Things have shifted quite a bit for Ellen in the last two weeks, with notable further cognitive decline (mentioned in her previous blog post) and turning inward. Ellen spends most of her day resting with her eyes closed and will open them in response to a greeting and sometimes engage a bit with whoever has appeared, although often she is not lucid and/or not able to get out the words. Hand gestures and facial expressions are becoming important modes of communication. However, from a few on-point contributions she’s made to conversations going on around her, we can tell she’s listening and still has her sense of humor.

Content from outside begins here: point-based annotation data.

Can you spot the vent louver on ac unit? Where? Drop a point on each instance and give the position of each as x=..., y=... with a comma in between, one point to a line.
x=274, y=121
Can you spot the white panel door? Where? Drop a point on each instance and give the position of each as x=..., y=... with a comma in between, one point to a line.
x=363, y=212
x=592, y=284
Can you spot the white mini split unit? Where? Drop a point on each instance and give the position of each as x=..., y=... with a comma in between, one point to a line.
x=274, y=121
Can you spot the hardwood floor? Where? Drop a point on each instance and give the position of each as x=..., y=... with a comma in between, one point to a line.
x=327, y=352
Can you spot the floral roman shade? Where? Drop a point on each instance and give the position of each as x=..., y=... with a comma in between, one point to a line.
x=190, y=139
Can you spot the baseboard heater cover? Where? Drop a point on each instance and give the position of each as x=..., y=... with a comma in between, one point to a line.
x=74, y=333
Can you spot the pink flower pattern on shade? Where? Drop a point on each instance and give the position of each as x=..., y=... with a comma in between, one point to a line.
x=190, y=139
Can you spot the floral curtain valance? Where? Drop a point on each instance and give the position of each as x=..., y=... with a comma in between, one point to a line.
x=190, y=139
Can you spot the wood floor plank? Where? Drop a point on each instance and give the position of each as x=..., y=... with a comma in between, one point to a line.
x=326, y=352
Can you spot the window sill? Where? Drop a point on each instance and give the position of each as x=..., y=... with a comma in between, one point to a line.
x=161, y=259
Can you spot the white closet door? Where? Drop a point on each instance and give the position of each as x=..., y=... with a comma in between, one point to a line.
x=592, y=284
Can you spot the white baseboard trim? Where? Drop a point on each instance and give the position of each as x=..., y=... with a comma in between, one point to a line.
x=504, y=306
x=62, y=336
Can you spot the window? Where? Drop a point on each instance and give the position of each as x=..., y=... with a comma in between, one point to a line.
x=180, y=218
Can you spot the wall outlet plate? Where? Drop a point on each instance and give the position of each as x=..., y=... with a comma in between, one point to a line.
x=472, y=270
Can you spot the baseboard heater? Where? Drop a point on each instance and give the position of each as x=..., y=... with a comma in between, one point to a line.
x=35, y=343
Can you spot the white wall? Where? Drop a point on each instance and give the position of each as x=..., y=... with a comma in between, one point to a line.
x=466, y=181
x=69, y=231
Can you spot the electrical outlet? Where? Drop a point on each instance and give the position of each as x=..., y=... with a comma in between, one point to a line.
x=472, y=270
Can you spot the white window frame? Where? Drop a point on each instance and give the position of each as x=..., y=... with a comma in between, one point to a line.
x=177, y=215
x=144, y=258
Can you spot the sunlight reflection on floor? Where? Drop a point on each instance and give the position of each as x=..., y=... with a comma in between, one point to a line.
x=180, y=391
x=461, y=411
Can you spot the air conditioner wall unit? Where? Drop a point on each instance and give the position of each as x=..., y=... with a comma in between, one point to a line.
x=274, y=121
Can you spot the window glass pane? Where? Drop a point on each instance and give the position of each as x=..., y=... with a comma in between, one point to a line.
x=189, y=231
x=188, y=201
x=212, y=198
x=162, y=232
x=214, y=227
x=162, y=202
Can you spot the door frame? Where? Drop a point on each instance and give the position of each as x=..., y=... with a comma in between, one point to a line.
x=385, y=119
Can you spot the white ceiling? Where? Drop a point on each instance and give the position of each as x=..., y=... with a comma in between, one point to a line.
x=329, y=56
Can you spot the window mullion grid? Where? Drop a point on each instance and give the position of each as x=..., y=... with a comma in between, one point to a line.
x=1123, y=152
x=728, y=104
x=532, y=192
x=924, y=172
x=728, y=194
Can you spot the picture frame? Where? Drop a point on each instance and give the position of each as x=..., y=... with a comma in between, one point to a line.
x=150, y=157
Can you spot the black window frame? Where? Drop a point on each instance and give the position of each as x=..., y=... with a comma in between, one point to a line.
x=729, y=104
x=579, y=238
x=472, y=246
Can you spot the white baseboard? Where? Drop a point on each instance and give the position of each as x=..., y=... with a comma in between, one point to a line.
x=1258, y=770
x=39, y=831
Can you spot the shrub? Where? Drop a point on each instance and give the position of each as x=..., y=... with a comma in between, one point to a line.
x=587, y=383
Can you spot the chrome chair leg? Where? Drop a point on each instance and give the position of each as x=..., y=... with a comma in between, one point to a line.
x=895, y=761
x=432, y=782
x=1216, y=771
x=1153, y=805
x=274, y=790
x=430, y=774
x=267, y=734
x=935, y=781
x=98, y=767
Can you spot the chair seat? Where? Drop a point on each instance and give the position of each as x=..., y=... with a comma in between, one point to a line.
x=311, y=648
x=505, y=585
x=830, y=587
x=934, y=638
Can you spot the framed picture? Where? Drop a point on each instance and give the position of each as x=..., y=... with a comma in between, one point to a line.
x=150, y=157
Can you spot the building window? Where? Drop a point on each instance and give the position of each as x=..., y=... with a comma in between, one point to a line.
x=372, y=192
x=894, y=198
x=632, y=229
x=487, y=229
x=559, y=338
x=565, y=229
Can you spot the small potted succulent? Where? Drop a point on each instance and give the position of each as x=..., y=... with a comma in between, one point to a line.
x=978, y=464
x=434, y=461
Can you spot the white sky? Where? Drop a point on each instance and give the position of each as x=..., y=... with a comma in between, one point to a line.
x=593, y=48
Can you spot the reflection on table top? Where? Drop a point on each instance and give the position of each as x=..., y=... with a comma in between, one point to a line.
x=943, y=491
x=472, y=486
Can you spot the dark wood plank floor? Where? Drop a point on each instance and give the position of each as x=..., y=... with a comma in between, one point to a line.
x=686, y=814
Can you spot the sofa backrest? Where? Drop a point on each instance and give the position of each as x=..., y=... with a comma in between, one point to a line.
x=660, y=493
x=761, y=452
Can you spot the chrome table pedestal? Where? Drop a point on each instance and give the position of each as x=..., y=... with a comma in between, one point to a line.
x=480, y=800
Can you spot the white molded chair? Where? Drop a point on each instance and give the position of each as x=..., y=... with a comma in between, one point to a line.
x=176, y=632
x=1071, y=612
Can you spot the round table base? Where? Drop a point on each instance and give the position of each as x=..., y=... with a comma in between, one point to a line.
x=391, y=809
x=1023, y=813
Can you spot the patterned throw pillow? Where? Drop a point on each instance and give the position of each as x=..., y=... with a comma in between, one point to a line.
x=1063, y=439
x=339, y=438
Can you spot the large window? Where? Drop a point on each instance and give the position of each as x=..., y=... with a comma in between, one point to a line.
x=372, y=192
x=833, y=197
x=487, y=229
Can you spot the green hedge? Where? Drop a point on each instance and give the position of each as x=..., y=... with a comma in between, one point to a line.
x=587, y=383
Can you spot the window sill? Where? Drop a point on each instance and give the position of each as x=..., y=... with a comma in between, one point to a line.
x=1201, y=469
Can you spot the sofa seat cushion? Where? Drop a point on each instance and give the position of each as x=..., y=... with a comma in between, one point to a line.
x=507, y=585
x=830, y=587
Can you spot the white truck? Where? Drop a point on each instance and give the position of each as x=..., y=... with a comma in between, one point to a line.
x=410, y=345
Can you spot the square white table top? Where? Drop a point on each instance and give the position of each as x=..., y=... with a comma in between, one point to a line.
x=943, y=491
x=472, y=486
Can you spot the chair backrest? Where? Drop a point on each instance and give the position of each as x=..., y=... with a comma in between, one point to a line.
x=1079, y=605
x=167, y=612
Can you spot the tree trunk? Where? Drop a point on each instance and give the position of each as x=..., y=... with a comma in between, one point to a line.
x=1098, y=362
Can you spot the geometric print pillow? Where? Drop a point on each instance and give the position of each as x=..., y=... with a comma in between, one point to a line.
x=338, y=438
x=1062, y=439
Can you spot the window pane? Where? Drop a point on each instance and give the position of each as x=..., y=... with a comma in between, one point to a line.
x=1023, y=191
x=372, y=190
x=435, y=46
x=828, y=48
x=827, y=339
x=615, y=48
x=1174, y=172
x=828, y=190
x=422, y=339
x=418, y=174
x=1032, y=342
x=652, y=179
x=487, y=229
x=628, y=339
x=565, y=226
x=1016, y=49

When Spee told her, “I’m just removing this bug from your grapefruit juice,” she replied, “That’s probably the only protein I was going to get today.”
Indeed, Ellen is eating and drinking very little now. In recent days, she seemed to have less pain, discomfort, and nausea, which is a relief. She does get up and around a bit, although her mobility is decreasing steadily. On the list of “no longer doing” are using the computer, looking at her phone, reading, and getting tasks done like putting stuff away in its place. However, when something is out of place, she’s still pointing and giving us a meaningful glance and is clearly satisfied when we take the appropriate action.
As of three weeks ago Ellen started a “chemo holiday” as the side-effects just became too much to bear. This last week we’ve had lots of discussion about starting hospice soon, which will probably happen early next week. Those of us caring for her have been reviewing her “Five Wishes” document (advance directive) about end-of-life wishes for how she wants to be made comfortable, how she wants people to treat her, and what she wants her loved ones to know. She wrote, on the one hand, “As I am dying, I want people to be informed as to what is happening. Clarity and frankness about the situation as it unfolds is very important to me. My loved ones and friends should be able to find out what is going on with me, to the extent that they want to know,” and, on the other hand, “I hope that my loved ones can come to remember me for what I was like before I became seriously ill, rather than just remembering the last part of my life. I want them to remember me living rather than dying.”
We are grateful for all the thoughts, care and holding in the light that we feel from all of you coming our way.